Lille : Le projet de quartier Saint-Sauveur annulé par la justice

Retour à la case départ ? Le tribunal administratif de Lille a annulé, ce jeudi, le projet de nouveau quartier Saint-Sauveur, souhaité par la maire de Lille depuis près de dix ans. Les juges ont relevé des vices de procédure dans les démarches communes de la ville de Lille et de la métropole de Lille (Mel).

Le projet était suspendu depuis trois ans par un référé du même tribunal administratif, faisant suite à un recours de deux associations. Il manquait notamment une étude sur la qualité de l’air lors de l’enquête publique. Situé non loin du périphérique, le secteur est déjà soumis à une pollution atmosphérique endémique.

« Inexactitudes et insuffisances »

Cette décision marque-t-elle la fin du projet d’aménagement d’une friche ferroviaire de 23 hectares (46 terrains de football) avec des logements, des bureaux, des commerces et un parc de 3,4 hectares et une piscine olympique ? Ou va-t-elle simplement la retarder ? Contactées, la ville et la métropole de Lille n’ont pas encore donné suite.

Dans sa conférence de rentrée, la maire (PS), Martine Aubry, avait évoqué « des problèmes de procédure ». « On va y répondre, mais ce n’est pas le fond du débat », avait-elle affirmé.

La décision des juges se fonde sur « les inexactitudes et insuffisances entachant l’étude d’impact ». La Métropole de Lille avait tenté d’y remédier en organisant une seconde enquête publique dite complémentaire. Tout faux. Le tribunal a estimé qu’elle ne pouvait pas régulariser la première.

« La Mel aurait dû d’organiser une nouvelle enquête publique de droit commun, et pas seulement une enquête complémentaire, et prendre à l’issue de celle-ci une nouvelle décision déclarant le projet d’intérêt général », explique le tribunal, dans un communiqué. Résultat, la Mel et la ville doivent revoir leur copie.

« Le manque de sérieux de la ville »

Pour les deux associations qui dénoncent ce projet d’urbanisme, « cette décision est une victoire ». « Et si la ville et la métropole persistent, nous continuerons à nous battre », insistent-elles. « Cela signifie que le projet doit être abandonné, renchérit leur avocate, Me Muriel Ruef. Du moment que l’étude d’impact est jugée insuffisante, on ne peut pas savoir si l’intérêt général existe ou pas ».

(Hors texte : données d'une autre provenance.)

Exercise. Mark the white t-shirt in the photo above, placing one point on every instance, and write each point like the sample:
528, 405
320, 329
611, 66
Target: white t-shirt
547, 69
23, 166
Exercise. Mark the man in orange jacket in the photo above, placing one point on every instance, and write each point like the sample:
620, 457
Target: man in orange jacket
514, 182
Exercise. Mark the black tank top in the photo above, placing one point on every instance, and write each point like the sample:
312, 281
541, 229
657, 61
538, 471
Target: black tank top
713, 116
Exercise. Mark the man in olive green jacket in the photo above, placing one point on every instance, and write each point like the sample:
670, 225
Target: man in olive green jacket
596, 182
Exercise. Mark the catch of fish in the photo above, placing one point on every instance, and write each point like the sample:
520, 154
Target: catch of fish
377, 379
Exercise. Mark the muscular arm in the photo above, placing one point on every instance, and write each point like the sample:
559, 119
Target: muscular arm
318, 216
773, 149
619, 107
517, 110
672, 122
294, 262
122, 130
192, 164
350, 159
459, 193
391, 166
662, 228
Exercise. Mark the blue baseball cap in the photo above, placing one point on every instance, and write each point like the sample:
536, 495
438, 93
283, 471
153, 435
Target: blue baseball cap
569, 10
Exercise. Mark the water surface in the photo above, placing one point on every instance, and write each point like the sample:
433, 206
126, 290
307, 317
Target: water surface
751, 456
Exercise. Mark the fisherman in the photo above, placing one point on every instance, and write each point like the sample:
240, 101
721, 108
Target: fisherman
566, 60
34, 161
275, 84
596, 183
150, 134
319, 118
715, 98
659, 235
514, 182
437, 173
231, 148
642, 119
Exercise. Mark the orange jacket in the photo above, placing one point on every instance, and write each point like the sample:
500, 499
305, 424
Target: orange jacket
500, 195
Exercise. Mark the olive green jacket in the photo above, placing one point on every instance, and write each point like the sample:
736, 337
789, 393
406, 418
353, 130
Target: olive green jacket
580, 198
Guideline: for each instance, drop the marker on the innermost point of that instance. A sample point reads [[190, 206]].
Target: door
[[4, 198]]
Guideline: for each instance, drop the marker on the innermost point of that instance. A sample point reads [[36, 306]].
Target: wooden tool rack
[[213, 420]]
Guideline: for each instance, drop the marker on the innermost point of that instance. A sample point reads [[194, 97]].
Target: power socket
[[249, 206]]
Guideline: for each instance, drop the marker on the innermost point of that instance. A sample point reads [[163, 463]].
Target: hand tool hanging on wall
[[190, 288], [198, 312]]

« Cette décision – qui intervient symboliquement en cette Journée nationale de la qualité de l’air – sanctionne le manque de sérieux de la ville dans la prise en compte de la santé de ses habitants, ajoute Lise Daleux, pour le groupe écologiste, aujourd’hui dans l’opposition municipale. L’impact de projets d’une piscine, de bureaux et de 2.500 logements a été délibérément minimisé ».

En revanche, les juges confirment le caractère d’intérêt général du projet « au regard des enjeux environnementaux, en s’appuyant notamment sur les conclusions du commissaire enquêteur qui a émis à deux reprises un avis favorable sur ce projet », lors des enquêtes publiques.